Stuart Martin, chief executive of the Satellite Applications Catapult, said his operation’s Horizon 2020 links are not large but have been growing.
“Strategically it was going to become a more significant part of what we do, so this is something we would need to review” as a result of Brexit, Martin said.
But most of the companies relocating to Harwell have been EU companies looking to launch their products worldwide. For them, Martin said, nothing should change so long as Britain retains its current policy of increasing its space presence.
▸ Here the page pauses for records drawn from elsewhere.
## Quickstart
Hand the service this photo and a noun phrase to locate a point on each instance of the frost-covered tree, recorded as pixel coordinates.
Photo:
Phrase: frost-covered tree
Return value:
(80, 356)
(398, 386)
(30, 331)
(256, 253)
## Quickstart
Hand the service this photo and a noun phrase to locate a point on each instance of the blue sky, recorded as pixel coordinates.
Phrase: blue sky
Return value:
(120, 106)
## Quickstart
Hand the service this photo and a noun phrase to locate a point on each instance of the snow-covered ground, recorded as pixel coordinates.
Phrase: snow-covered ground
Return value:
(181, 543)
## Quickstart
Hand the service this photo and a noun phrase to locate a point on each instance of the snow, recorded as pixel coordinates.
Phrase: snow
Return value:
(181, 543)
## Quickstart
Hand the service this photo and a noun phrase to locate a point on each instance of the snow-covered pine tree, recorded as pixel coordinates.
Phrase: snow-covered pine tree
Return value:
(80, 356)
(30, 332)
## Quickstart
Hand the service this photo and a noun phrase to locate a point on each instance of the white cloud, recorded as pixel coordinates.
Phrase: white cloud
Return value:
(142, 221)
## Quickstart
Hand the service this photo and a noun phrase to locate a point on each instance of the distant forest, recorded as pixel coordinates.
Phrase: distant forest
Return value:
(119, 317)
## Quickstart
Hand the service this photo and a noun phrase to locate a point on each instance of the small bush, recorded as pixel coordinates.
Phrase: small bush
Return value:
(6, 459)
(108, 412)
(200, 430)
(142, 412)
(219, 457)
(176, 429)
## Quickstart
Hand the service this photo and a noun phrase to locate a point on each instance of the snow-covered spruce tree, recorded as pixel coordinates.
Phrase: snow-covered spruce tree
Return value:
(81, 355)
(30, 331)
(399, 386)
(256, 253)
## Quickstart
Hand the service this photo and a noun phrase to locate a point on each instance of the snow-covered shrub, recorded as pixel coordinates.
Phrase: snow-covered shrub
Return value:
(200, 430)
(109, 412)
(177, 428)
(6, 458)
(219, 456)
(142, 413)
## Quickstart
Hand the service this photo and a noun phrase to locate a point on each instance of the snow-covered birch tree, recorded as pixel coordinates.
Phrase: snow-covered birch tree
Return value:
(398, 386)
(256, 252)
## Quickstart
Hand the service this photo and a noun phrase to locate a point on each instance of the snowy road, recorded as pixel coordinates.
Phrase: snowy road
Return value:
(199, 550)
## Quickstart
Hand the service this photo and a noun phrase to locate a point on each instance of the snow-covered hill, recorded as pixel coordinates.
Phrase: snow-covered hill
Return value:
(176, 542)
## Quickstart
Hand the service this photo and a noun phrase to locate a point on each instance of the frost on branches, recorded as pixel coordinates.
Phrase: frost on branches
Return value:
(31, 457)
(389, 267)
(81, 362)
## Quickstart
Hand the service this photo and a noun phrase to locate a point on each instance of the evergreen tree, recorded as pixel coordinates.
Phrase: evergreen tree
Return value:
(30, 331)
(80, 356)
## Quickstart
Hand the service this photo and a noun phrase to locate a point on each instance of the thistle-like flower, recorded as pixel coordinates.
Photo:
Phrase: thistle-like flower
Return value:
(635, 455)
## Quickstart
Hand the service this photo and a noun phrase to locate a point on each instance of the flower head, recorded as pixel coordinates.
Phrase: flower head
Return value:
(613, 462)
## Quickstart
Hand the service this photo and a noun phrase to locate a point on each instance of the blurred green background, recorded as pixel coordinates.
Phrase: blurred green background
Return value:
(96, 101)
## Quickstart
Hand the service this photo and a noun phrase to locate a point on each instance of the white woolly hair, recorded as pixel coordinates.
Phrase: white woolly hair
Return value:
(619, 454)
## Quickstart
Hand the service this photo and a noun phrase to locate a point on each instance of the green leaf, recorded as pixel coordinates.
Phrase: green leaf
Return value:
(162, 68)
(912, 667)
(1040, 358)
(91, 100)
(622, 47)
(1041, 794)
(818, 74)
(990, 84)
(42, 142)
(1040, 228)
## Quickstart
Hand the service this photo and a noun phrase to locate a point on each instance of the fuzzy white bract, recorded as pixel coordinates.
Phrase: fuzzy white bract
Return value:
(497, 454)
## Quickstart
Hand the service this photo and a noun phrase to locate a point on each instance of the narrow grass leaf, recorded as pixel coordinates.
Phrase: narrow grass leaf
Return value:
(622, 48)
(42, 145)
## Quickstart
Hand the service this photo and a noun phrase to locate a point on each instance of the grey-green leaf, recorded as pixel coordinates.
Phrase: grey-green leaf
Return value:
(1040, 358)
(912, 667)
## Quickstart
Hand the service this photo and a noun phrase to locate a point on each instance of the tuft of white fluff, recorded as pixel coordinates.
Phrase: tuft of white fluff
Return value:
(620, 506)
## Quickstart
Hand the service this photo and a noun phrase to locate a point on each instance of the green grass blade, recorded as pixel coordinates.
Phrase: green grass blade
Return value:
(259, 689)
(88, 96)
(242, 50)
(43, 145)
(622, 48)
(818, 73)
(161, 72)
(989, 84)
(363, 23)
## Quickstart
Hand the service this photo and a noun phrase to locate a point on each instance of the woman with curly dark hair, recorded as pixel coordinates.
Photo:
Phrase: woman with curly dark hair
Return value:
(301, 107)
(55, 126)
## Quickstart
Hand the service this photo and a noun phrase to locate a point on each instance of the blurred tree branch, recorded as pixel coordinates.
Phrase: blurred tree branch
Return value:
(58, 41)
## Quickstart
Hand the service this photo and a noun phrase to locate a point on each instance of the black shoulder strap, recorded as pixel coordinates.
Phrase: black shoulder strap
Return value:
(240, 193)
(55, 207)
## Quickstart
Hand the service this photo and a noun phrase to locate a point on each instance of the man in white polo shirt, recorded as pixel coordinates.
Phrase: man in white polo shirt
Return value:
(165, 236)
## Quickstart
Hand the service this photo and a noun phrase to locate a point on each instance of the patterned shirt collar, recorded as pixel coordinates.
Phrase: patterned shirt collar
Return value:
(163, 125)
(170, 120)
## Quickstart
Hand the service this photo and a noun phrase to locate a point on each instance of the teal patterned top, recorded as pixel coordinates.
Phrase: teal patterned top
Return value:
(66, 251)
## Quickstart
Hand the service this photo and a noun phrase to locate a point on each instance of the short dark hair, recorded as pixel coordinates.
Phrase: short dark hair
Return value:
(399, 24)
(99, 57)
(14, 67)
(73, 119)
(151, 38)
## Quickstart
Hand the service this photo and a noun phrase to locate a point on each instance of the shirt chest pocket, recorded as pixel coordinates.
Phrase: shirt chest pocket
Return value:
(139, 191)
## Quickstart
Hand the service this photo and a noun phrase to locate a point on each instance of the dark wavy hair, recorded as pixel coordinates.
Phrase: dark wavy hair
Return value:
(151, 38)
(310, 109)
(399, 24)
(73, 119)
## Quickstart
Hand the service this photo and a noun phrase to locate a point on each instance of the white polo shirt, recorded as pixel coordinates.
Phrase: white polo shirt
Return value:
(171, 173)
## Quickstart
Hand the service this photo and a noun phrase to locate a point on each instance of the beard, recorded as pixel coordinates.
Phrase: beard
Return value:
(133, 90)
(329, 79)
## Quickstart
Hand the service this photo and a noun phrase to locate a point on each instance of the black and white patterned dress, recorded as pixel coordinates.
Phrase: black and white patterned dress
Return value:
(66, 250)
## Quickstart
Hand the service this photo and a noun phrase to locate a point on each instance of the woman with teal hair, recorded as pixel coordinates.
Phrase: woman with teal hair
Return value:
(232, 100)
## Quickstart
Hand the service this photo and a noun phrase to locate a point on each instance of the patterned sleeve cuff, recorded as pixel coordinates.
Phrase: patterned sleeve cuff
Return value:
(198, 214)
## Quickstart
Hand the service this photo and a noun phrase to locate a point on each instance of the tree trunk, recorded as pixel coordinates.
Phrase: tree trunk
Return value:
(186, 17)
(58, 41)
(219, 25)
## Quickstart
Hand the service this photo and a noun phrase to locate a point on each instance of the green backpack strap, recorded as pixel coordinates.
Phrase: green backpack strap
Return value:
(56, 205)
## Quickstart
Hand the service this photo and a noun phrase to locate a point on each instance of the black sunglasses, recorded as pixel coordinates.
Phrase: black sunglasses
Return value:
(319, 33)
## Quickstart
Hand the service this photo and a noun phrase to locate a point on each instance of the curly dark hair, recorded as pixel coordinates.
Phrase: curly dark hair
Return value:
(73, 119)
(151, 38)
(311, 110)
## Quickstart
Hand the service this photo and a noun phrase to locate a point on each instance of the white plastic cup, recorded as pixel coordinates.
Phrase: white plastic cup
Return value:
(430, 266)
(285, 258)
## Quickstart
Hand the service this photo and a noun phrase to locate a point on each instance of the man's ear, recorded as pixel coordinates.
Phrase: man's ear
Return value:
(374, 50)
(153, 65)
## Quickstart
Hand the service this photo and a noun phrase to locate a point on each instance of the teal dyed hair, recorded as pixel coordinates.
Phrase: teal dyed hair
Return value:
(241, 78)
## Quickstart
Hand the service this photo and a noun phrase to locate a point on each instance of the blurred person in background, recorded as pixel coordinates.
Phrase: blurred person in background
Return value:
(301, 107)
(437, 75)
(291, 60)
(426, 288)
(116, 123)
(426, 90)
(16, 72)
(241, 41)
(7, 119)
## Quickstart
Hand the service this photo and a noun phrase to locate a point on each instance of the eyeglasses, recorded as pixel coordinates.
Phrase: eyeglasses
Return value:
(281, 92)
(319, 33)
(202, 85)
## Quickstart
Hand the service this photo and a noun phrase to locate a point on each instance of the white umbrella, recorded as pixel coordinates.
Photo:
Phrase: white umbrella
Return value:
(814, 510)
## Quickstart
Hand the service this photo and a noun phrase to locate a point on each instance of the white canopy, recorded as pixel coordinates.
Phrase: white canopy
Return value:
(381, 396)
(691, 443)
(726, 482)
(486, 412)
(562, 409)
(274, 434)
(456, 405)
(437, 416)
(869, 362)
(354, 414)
“The story for the U.K. — attracting inward investment, becoming the best place to do business, that is still the same,” Martin said. “The U.S. and Canadian and other non-EU companies relocating to Britain for space work are mainly working on ESA programs. So that doesn’t change. And they are here to take advantage of the U.K.’s space growth — in our commitment to ESA, in our national program. The benefit from that doesn’t change.”
The British government and the British industrial space sector have set ambitious goals to increase Britain’s share of worldwide space commerce to 10 percent by 2023, against 6.5 percent now.
Britain’s space sector has been growing much faster than the overall British economy in recent years and in 2013 was estimated at 11.8 billion British pounds, or nearly $19 billion at 2013 exchange rates, with a direct employment base of more than 35,000.
Multiple companies in the United States, Canada, France, Germany, Italy and elsewhere have created British divisions, thereby gaining access to ESA and European Union space project funding.
To the extent that these investments were based on projections of future ESA budgets and Britain’s share in them — 325 million euros ($369 million) in 2016 — these decisions remain as valid today as yesterday.
But with the European Union’s role in space affairs growing, and with its two flagship infrastructure programs — Galileo and Copernicus — designed as forevermore-type commitments, the industrial calculus will be complicated.
Gateway to Europe?
Will the continued ESA membership and whatever U.K.-EU treaties are negotiated be enough to justify a non-U.K. company’s current U.K. strategy? That is not clear.
Britain is best known as an economy driven by services, especially financial services. But Airbus Defence and Space U.K. is mainly a hardware builder and is the dominant corporate space presence in Britain.
If it now becomes more difficult for Airbus to justify funneling European Union work to the company’s Stevenage or Portsmouth plants, how much of that work over time will be shifted to Germany or France or Spain?
Satellite fleet operators are also raising issues. Paris-based Eutelsat, for example, has made Britain the home of Eutelsat’s Quantum flexible payload satellite program, which is funded from ESA mainly by British money.
Eutelsat’s Broadband for Africa project, with Facebook as a partner, is also headquartered in Britain, as is Eutelsat’s Global Government division.
Matt Child, Eutelsat’s vice president for government services, said in April that the company already had begun thinking about Brexit issues. Among the questions:
– The ease of establishing companies and relocating employees?
– Monetary policy and the exchangerate mechanism?
– Institutional relationships, i.e. ESA, ESA [the European Defense Agency, part of the EU]?
– EU trade and technology transfer?
– Attractiveness to international companies who currently see the U.K. as the gateway to Europe?
Child did not pretend to know the answers.